This is my personal take on it, from what I learned.
If your wheels aren't properly centered, you just can not get very good results by fiddling with your brakes, it will always lack power or be grinding.
You can test this by standing in front of the wheel and spinning it: If the distance between your brake pads and the rim varies strongly as it rotates (ideally not more than 1mm or so), you should center it.
Centering can be done with a spoke wrench, a wheel truing stand and some patience.

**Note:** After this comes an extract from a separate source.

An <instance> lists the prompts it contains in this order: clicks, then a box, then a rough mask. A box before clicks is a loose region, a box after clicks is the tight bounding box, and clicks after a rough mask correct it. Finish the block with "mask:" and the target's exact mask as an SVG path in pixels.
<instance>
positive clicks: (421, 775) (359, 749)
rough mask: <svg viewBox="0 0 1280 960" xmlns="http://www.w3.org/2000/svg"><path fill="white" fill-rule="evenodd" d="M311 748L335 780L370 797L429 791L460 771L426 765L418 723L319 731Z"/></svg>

A cheap wheel truing stand does the job.

Tightening a spoke (rotate clockwise) pulls the rim in the direction the spoke is attached to (they alternate), loosening it allows it to move away from it.
Brake pads have some fancy spacer nuts, that fit into each other in the shape of a partial sphere (see golden parts below), allowing to rotate the final brake pad position a few degrees in all directions before tightening it.
Add the brake pad to the brake arm and tighten it enough so it doesn't fall off. Move the brake arm so that the brake pad sits flat on the rim, adjust it so it fits the rim nicely. Then in that position, tighten the screw. Apply some counter-force as you finalize and the pad starts to rotate out again.
This ensures when you brake, the full area of the brake pad will hit the rim, not just a tiny part of it, maximizing braking power.

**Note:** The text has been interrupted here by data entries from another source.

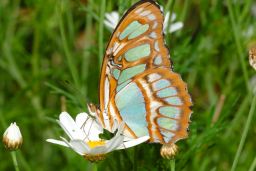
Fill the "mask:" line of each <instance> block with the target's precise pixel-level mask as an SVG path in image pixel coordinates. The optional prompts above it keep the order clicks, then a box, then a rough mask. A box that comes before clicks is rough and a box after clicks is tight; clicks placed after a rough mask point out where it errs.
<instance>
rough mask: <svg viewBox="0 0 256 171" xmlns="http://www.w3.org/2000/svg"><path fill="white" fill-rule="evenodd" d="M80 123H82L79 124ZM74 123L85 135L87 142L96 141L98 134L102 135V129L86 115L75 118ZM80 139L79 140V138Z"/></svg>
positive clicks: (100, 127) (93, 120)
mask: <svg viewBox="0 0 256 171" xmlns="http://www.w3.org/2000/svg"><path fill="white" fill-rule="evenodd" d="M81 121H82V122H81ZM76 123H77V125H79V127H80V129H82V131H83V132H84V133H85V134H86V138H85V139H87V140H90V141H98V140H99V134H101V133H103V128H102V126H101V125H100V124H98V123H97V121H96V120H95V119H94V118H92V117H90V116H88V114H87V113H80V114H78V115H77V117H76ZM79 139H80V138H79Z"/></svg>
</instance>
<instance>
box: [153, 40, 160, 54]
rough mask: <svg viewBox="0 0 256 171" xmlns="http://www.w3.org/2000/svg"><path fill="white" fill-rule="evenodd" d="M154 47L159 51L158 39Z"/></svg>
mask: <svg viewBox="0 0 256 171" xmlns="http://www.w3.org/2000/svg"><path fill="white" fill-rule="evenodd" d="M154 47H155V50H156V51H158V52H159V45H158V41H156V42H155V45H154Z"/></svg>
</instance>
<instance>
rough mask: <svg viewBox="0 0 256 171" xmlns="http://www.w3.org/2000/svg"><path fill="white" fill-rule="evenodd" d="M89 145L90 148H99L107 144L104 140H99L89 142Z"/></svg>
mask: <svg viewBox="0 0 256 171" xmlns="http://www.w3.org/2000/svg"><path fill="white" fill-rule="evenodd" d="M87 144H88V145H89V147H90V148H95V147H98V146H103V145H105V144H106V142H105V141H104V140H99V141H88V142H87Z"/></svg>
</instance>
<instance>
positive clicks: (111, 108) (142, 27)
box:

No need to buy new pads unless you used them up over the visible middle line. Make sure distance nuts are arranged so the longer one is the one on the side facing the rim, for a longer lever.
Both brake arms are pulled by the same bowden cable, but their distance to the rim can be adjusted manually. Each arm has a screw to adjust the pretension of the return spring:
Rotating clockwise will increase the tension, moving the brake pad away from the rim. Counter-clockwise will relax it, which will move it closer to the rim.
Since both arms are attached to each other via the brake cable, adjusting one will affect the other and vice versa. Do small adjustments at a time, then a few test breaks so things can settle, then check again and tweak until the distance of both arms/brake pads to the rim is pretty much the same.
They don't have to be close to the rim yet, just equal.

The philipps screw at the bottom of the arm is used to adjust distance to the rim.
The initial setup may have you loosen the allen screw on the top of the right side brake arm, so you can pull on the brake cable and adjust it as needed.
Don't overtighten it, since you can fine-tune things using the barrel adjuster on the brake lever on the handle bar. Tighten the cable to get the minimal distance between brake pads and rims, without any grinding sounds when the wheel turns. Do a few test breaks in between tries.
Since we have removed any sidestroke from the wheel by centering them and we have also equalized the initial distance of brake pads to the rim, this should now be easy.

Rotating the barrel adjust will tighten/losen the brake cable for a final tune-up.

The result: Even just pulling slightly on the brake lever already produces a very satisfying braking power.